Amy Black began her recording career as an alternative Country or Americana artist. In 2013 between her first and second albums Black released a four song EP called “The Muscle Shoals Session”. Recorded at the Fame studio that session spoke to her soul and Black changed her musical direction.
Black revisited the Fame studio and in 2015 she released a full length studio recording and called it “The Muscle Shoals Sessions”. That album included veteran musicians that crafted the Muscle Shoals sound including Spooner Oldham, Will Kimbrough, Charles Rose, and The McCrary Sisters. Also included were the horns of Jim Hoke, sax and Steve Herman, trumpet. Black had written three songs for that recording and also included selected covers of songs recorded by Sam Cooke, Mississippi Fred McDowell, Dan Penn, Etta James, Arthur Alexander and Bob Dylan.

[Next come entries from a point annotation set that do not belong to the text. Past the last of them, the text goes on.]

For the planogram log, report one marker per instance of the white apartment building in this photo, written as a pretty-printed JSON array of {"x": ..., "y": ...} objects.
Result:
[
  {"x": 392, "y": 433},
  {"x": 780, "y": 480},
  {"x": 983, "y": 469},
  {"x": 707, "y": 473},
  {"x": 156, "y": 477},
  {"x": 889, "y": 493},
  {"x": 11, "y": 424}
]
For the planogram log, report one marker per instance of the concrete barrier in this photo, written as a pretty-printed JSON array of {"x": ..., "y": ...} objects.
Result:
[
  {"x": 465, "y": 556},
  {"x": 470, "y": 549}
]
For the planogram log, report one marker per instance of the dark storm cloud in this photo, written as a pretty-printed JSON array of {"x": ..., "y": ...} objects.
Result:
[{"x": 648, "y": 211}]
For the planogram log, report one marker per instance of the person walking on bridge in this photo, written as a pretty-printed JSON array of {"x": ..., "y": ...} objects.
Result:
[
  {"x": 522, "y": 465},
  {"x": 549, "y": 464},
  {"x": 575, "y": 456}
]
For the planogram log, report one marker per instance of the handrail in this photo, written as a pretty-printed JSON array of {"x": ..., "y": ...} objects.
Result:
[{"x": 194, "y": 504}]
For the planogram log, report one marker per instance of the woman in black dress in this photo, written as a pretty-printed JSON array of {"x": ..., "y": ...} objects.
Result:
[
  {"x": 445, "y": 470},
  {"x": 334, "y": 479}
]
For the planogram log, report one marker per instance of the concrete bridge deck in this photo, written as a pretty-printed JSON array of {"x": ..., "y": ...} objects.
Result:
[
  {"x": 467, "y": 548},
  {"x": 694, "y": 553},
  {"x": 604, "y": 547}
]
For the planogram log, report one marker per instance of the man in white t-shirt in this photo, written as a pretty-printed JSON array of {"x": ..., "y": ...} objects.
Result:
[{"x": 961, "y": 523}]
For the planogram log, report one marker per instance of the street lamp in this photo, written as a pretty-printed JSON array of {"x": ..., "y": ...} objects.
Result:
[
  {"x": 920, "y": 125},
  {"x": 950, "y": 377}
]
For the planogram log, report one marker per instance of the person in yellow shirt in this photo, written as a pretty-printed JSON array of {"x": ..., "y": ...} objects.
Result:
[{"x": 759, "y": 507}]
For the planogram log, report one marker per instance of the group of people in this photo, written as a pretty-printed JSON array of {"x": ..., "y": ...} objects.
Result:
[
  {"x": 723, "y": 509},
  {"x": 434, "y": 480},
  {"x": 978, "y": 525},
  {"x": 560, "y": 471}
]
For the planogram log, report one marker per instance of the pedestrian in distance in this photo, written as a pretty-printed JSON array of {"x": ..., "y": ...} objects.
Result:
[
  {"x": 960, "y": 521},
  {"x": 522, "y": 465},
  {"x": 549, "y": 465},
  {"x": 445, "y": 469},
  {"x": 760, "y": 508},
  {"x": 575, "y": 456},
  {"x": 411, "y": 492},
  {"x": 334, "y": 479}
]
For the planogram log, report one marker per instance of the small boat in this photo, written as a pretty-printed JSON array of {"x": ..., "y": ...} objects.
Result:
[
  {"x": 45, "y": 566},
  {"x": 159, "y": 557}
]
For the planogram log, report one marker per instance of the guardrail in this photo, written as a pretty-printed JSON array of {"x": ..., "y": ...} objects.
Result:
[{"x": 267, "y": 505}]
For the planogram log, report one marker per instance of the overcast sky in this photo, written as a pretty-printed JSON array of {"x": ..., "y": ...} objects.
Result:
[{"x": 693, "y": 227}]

Black had “found her musical sweet spot and knew her next stop had to be the place where blues and soul converge”. So she traveled from her home in Nashville to Memphis. This time Black enlisted Scott Bomar of The Bo-Keys to be her producer. The Bo-Keys are an instrumentally based band originally formed by Bomar in 1998 to back up the legendary Sir Mack Rice. The Bo-Keys included veteran musicians who had backed up O.V. Wright, Rufus Thomas, Al Green and others. In 2011 The Bo-Keys released “Got to Get Back” and it received a Blues Music Award nomination. In 2013 Bomar produced John Nemeth’s “Memphis Grease” and the album won a 2015 BMA as “Soul Blues Album of The Year”.

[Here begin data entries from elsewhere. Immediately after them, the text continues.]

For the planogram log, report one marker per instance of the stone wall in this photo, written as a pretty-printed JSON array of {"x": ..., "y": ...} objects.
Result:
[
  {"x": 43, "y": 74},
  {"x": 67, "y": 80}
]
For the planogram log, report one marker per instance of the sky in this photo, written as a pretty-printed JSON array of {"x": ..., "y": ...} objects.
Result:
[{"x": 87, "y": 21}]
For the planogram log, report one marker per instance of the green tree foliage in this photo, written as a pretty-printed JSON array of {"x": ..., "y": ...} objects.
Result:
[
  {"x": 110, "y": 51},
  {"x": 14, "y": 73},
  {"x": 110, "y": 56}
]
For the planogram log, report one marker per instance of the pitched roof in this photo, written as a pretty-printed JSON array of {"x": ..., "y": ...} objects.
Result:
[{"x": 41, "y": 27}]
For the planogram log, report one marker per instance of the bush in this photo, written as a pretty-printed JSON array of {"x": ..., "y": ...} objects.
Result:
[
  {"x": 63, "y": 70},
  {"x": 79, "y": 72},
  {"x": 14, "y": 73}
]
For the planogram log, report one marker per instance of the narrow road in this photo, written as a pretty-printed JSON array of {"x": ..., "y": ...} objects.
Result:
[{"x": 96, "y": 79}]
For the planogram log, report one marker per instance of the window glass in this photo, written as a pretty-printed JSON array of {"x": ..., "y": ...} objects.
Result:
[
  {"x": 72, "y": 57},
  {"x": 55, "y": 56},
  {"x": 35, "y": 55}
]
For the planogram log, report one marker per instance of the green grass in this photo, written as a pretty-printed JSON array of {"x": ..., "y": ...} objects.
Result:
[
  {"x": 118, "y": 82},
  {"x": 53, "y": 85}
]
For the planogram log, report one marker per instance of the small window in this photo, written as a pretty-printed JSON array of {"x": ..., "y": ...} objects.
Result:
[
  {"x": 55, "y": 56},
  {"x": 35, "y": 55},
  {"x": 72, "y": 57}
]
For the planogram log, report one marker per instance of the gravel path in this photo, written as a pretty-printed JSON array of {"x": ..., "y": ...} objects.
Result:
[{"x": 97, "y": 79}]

The band includes Howard Grimes or George Slippick, drums; The Reverend Charles Hodges or Al Gamble, piano and Hammond B-3; Leroy “Flick” Hodges, bass; Bobby Manuel or Joe Restivo, guitar; Marc Franklin, trumpet and horn arrangements; Kirk Smothers, tenor sax; and Art Edmaiston, baritone sax. Strings with arrangements by Franklin, were added were appropriate. Background singers include Reba Russell and Daunielle Hill. The album was recorded at Bomar’s Electrophonic Studios in Memphis.
Black composed seven new songs. Opening with “It’s Hard to Love an Angry Man”, the first instrument we hear is Gamble on the B-3. The saxophones of Smothers and Edmaiston are equally fine but it’s Black’s vocal that is most memorable. It’s a great song.
Edmaiston’s baritone sax and Franklin’s trumpet highlight “The Blackest Cloud” and it’s another great song. Franklin plays trumpet on the first bridge and Edmaiston solos on the second. The production by Bomar is fabulous as Franklin and Edmaiston close out the song.
“Without You” is definitive proof that Black is inspired. It’s another goodie. Once again Gamble is marvelous. “We Got a Good Thing” features a fabulous horn arrangement by Franklin and The Reverend Hodges on the B-3.
“Nineteen” opens with Restivo on acoustic guitar. A String arrangement featuring Jennifer Puckett, Viola; Jonathan Kirkscey, Cello; and violinists Jessie Munson and Yennifer Correia add to the drama as do the background singers. Once again Bomar’s production is meticulous.
There are also three wonderful covers. “If I Could Reach Out (and Help Somebody)” originally recorded on Hi Records by Otis Clay in 1973 is given a marvelous treatment. Once again The Reverend is on the B-3. The strings are arranged by Franklin and they complete the production.
“Further On Up The Road” is the classic first recorded by Bobby “Blue” Bland in 1957. Restivo is marvelous on rhythm guitar as is The Reverend on the piano. “I Need Your Love So Bad” written by Mertis John Jr. was first recorded by his brother William Edward “Little Willie” John in 1956.
Bet on Black; she has another winner in Memphis!